Разделение на форму и содержание в изучении всего и вся для большинства из нас – наследие школьной скамьи, закрепленное затем университетом. Источниковедение, которому обычно обучают историка, дает многое, в том числе во внешней и внутренней критике источника информации. Для решения же задач истории культуры я не вижу необходимости игнорировать или недооценивать «содержание» ради «формы» и наоборот. Их дихотомия довольно условна. То, что сказано в слове или явлено в образе, можно понять и описать, только поняв, как оно сказано или явлено.
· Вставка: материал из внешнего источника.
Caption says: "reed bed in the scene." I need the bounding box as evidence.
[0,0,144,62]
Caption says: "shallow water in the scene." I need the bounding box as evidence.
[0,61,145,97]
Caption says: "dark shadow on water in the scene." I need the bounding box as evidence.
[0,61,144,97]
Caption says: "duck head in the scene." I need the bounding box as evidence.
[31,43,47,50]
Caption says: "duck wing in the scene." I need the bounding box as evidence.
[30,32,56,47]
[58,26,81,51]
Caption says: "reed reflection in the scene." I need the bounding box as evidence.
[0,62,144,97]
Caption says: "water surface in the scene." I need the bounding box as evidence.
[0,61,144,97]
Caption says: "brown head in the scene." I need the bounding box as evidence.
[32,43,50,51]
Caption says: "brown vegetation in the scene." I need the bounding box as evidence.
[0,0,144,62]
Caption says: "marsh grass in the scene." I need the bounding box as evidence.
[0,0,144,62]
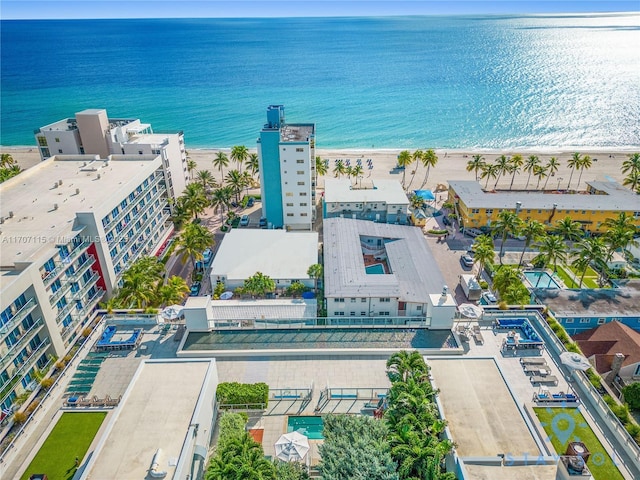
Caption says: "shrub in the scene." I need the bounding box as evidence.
[622,382,640,411]
[427,229,448,235]
[498,301,508,310]
[81,327,92,338]
[586,369,602,390]
[216,412,248,452]
[216,382,269,408]
[565,342,581,353]
[25,400,40,415]
[479,280,489,289]
[40,378,54,390]
[13,411,27,424]
[55,360,66,370]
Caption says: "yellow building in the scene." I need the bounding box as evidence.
[447,180,640,234]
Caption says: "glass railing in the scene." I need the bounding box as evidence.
[66,255,96,282]
[0,318,44,369]
[108,185,166,249]
[42,241,91,287]
[0,337,51,405]
[0,298,37,339]
[72,272,100,301]
[69,288,105,328]
[113,209,169,265]
[55,301,75,323]
[49,280,73,306]
[106,174,163,229]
Именно анализ стилей мышления и конкретных образов, идей, высказываний позволит нам по-новому описать и осмыслить христианскую картину мира образованного европейца VIII–XIV веков, его представления о своем месте в этом мире, систему моральных ценностей. Поскольку речь идет о Средневековье, складывающиеся в связи с этими представлениями отношения между человеком и божеством обретают и для исследователя ключевое значение. Форма молитвы, мелодия песнопения, богослужебная практика, количество цитат из Библии в проповеди, высота свода над головой верующих – все это одновременно «содержание» и «форма», суть и рама, действие и стиль этого действия. Когда в начале XII века Гвиберт Ножанский иронично замечает, что Богу нет дела до грамматики, он лукавит: его современники прекрасно понимали силу вероучительного высказывания и грамотно построенной молитвы13. И оттачивали свою латынь. И эту силу тоже можно и нужно называть стилем.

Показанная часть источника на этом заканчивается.